Hi,
what seems the most "surprising" to me is that we are using
TimestampCombiners to actually do two (orthogonal) things:
a) calculate a watermark hold for a window, so on-time elements
emitted from a pane are not late in downstream processing
b) calculate timestamp of elements in output pane
These two follow a little different constraints - while in case a) it is
not allowed to shift watermark "back in time" in case b) it seems OK to
output data with timestamp lower than output watermark (what comes late,
might leave late). So, while it seems OK to discard late elements for
the sake of calculation output watermark, it seems wrong to discard them
when calculating output timestamp. Maybe these two timestamps might be
held in different states (the state will be held until GC time for
accumulating panes and reset on discarding panes)?
Jan
On 5/28/20 5:02 PM, David Morávek wrote:
Hi,
I've came across "unexpected" model behaviour when dealing with late
data and custom timestamp combiners. Let's take a following pipeline
as an example:
final PCollection<String> input = ...;
input.apply(
"GlobalWindows",
Window.<String>into(new GlobalWindows())
.triggering(
AfterWatermark.pastEndOfWindow()
.withEarlyFirings(
AfterProcessingTime.pastFirstElementInPane()
.plusDelayOf(Duration.standardSeconds(10))))
.withTimestampCombiner(TimestampCombiner.LATEST)
.withOnTimeBehavior(Window.OnTimeBehavior.FIRE_IF_NON_EMPTY)
.accumulatingFiredPanes())
.apply("Aggregate", Count.perElement())
The above pipeline emits updates with the latest input timestamp it
has seen so far (from non-late elements). We write the output from
this timestamp to kafka and read it from another pipeline.
Problem comes when we need to handle late elements behind output
watermark. In this case beam can not use combined timestamp and uses
EOW timestamp instead.

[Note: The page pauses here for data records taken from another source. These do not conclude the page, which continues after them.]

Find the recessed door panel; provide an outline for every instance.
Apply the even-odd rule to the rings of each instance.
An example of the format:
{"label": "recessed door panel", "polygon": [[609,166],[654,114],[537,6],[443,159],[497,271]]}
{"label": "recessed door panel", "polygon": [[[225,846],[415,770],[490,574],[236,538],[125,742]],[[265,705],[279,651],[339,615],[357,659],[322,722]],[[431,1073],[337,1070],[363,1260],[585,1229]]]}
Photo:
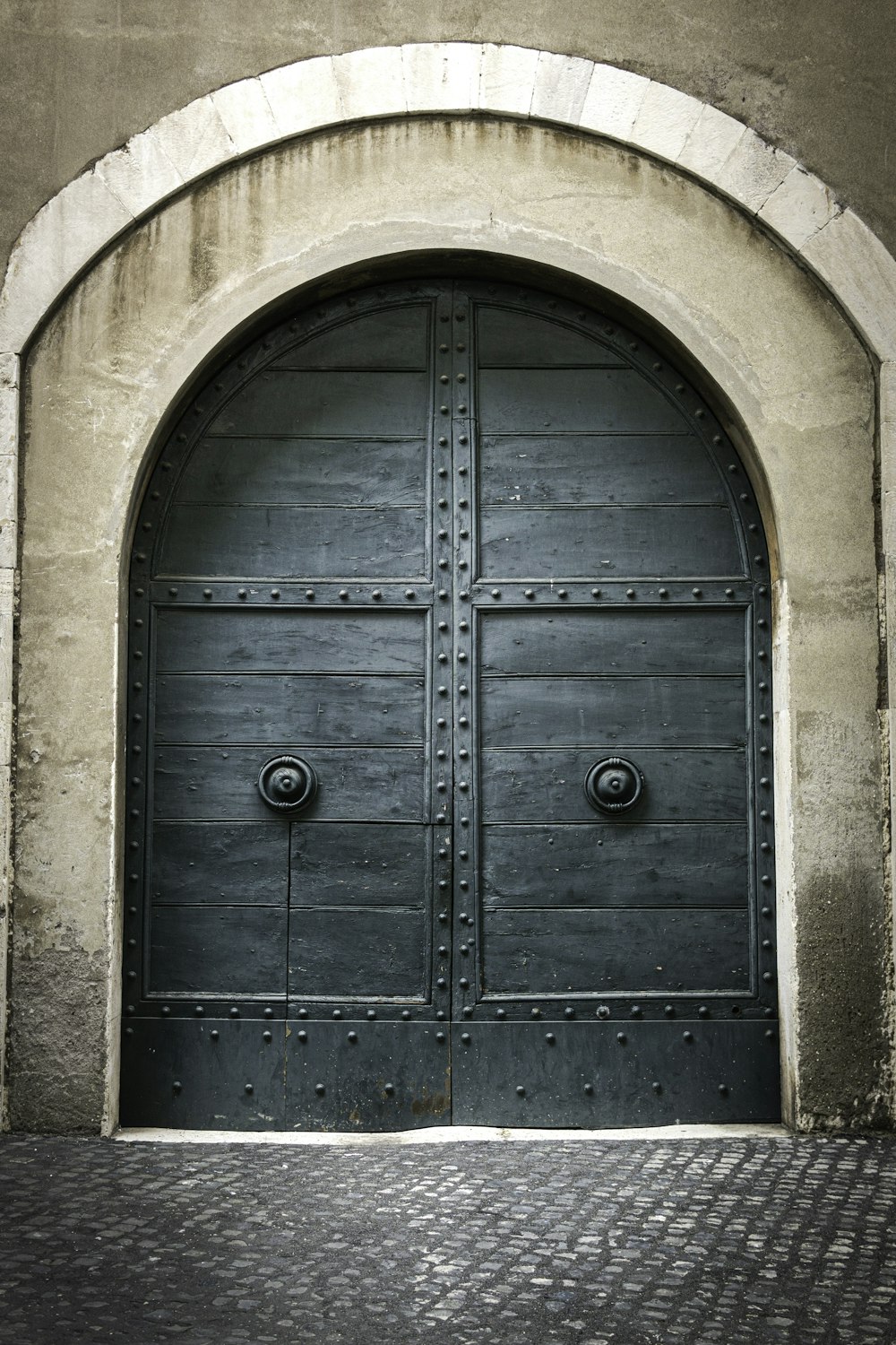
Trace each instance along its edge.
{"label": "recessed door panel", "polygon": [[287,313],[136,535],[125,1123],[778,1115],[768,555],[643,334]]}

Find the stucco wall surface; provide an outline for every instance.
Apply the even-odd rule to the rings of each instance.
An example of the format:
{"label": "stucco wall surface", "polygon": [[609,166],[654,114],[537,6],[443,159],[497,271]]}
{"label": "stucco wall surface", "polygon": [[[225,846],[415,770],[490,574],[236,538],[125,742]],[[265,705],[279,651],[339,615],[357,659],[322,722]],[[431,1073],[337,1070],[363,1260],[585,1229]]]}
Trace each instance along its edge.
{"label": "stucco wall surface", "polygon": [[321,133],[222,171],[120,242],[31,354],[13,1124],[114,1123],[121,577],[159,424],[265,305],[345,268],[375,273],[376,258],[439,249],[543,264],[621,296],[692,352],[752,443],[780,562],[789,1114],[806,1127],[884,1120],[869,362],[810,277],[676,171],[544,126],[435,118]]}
{"label": "stucco wall surface", "polygon": [[896,246],[891,0],[0,0],[0,270],[85,164],[220,85],[306,56],[504,42],[707,101],[806,164]]}

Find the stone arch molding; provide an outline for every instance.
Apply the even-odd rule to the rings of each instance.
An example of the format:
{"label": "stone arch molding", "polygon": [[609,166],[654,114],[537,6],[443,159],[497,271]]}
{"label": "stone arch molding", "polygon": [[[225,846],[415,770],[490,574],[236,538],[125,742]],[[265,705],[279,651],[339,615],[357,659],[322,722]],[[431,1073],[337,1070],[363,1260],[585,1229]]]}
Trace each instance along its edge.
{"label": "stone arch molding", "polygon": [[[760,221],[833,293],[880,360],[887,437],[896,420],[896,260],[795,159],[711,104],[583,56],[472,42],[369,47],[193,100],[99,159],[26,225],[0,289],[0,573],[16,564],[20,356],[91,258],[167,198],[243,156],[313,130],[433,113],[600,136],[673,164]],[[883,444],[885,500],[888,459]]]}
{"label": "stone arch molding", "polygon": [[[711,187],[747,217],[759,219],[786,252],[799,258],[802,269],[815,273],[880,362],[884,373],[881,398],[889,397],[891,389],[896,391],[892,377],[896,369],[896,262],[852,211],[836,203],[823,183],[789,155],[764,144],[750,128],[709,105],[582,58],[470,43],[383,47],[318,56],[228,85],[164,117],[63,188],[26,227],[9,262],[0,292],[0,463],[4,468],[0,480],[0,772],[4,777],[0,776],[0,784],[9,780],[12,732],[19,360],[31,338],[103,249],[168,198],[199,183],[214,169],[302,133],[377,118],[439,113],[486,113],[594,134],[672,164]],[[406,231],[402,239],[406,246]],[[270,280],[277,284],[275,276]],[[266,282],[259,281],[262,289]],[[261,291],[254,291],[249,312],[258,307],[259,295]],[[262,297],[266,301],[274,295]],[[239,301],[236,296],[235,303]],[[183,386],[189,370],[181,369],[177,359],[173,363],[177,367],[168,370],[167,386]],[[802,369],[809,378],[806,362]],[[887,502],[887,464],[896,453],[887,437],[892,434],[893,416],[885,399],[879,416]],[[834,467],[844,472],[848,464],[834,463]],[[864,477],[854,490],[860,491],[862,483]],[[846,484],[841,482],[844,491]],[[30,511],[30,526],[31,518]],[[884,527],[887,535],[887,514]],[[865,531],[869,533],[869,527]],[[870,537],[861,545],[868,553],[862,564],[868,562],[866,569],[873,572]],[[873,600],[868,611],[870,608]],[[786,624],[782,612],[782,627]],[[875,639],[866,643],[870,666],[877,652],[876,628]],[[782,683],[791,675],[786,670],[785,674]],[[877,744],[879,738],[875,751]],[[875,792],[876,785],[872,787]],[[4,795],[8,796],[8,790]],[[110,886],[114,886],[111,878]],[[114,923],[110,913],[107,917]],[[110,946],[113,942],[109,939]],[[5,940],[0,946],[5,947]],[[785,948],[785,964],[791,960],[791,952]],[[1,981],[5,978],[0,976]],[[3,1003],[0,1018],[1,1014]],[[113,1005],[107,1014],[107,1024],[111,1024]],[[785,1034],[793,1041],[789,1029]],[[110,1057],[107,1077],[113,1076]],[[813,1111],[811,1104],[807,1111]],[[107,1116],[111,1114],[114,1106]]]}

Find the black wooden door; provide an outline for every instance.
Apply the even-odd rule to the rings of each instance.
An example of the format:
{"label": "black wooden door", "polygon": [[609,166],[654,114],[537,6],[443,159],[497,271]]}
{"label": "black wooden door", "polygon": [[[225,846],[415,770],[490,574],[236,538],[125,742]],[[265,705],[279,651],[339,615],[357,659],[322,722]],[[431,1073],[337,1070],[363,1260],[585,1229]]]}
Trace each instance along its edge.
{"label": "black wooden door", "polygon": [[767,553],[641,339],[453,281],[281,323],[130,597],[125,1124],[778,1115]]}

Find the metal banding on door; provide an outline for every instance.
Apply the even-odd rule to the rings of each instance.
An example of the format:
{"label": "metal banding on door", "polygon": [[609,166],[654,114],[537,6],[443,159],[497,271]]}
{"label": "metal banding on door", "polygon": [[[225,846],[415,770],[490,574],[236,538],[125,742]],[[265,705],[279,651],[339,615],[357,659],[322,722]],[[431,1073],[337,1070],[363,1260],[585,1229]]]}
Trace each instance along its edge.
{"label": "metal banding on door", "polygon": [[615,321],[433,281],[262,334],[137,525],[122,1123],[776,1118],[770,619]]}

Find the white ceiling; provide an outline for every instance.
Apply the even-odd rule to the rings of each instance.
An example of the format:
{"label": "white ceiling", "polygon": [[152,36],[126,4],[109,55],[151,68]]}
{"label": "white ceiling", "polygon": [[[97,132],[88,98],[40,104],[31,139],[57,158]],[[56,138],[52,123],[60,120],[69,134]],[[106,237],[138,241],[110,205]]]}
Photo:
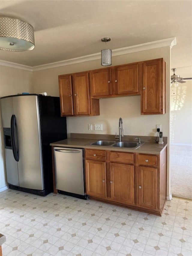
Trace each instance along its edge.
{"label": "white ceiling", "polygon": [[191,66],[190,1],[1,0],[0,14],[23,20],[34,30],[32,51],[0,51],[0,59],[30,66],[174,37],[172,67]]}

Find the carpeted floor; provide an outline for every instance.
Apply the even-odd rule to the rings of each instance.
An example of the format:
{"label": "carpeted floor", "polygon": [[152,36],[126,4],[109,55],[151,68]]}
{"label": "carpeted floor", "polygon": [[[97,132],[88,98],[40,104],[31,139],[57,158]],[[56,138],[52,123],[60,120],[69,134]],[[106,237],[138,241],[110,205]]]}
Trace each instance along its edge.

Unfortunately this results in downstream
pipeline progressing it's input watermark to end of global window.
Also if we would use fixed windows after this aggregation, it would
yield unexpected results.
There is no reasoning about this behaviour in the last section of
lateness design doc <https://s.apache.org/beam-lateness> [1], so I'd
like to open a discussion about what the expected result should be.
My personal opinion is, that correct approach would be emitting late
elements with currentOutputWatermark rather than EOW in case of
EARLIEST and LATEST timestamp combiners.
I've prepared a faling test case for ReduceFnRunner
<https://github.com/dmvk/beam/commit/c93cd26681aa6fbc83c15d2a7a8146287f1e850b>,
if anyone wants to play around with the issue.
I also think that BEAM-2262
<https://issues.apache.org/jira/browse/BEAM-2262> [2] may be related
to this discussion.
[1] https://s.apache.org/beam-lateness
[2] https://issues.apache.org/jira/browse/BEAM-2262
[3]
https://github.com/dmvk/beam/commit/c93cd26681aa6fbc83c15d2a7a8146287f1e850b
Looking forward to hearing your thoughts.
Thanks,
D.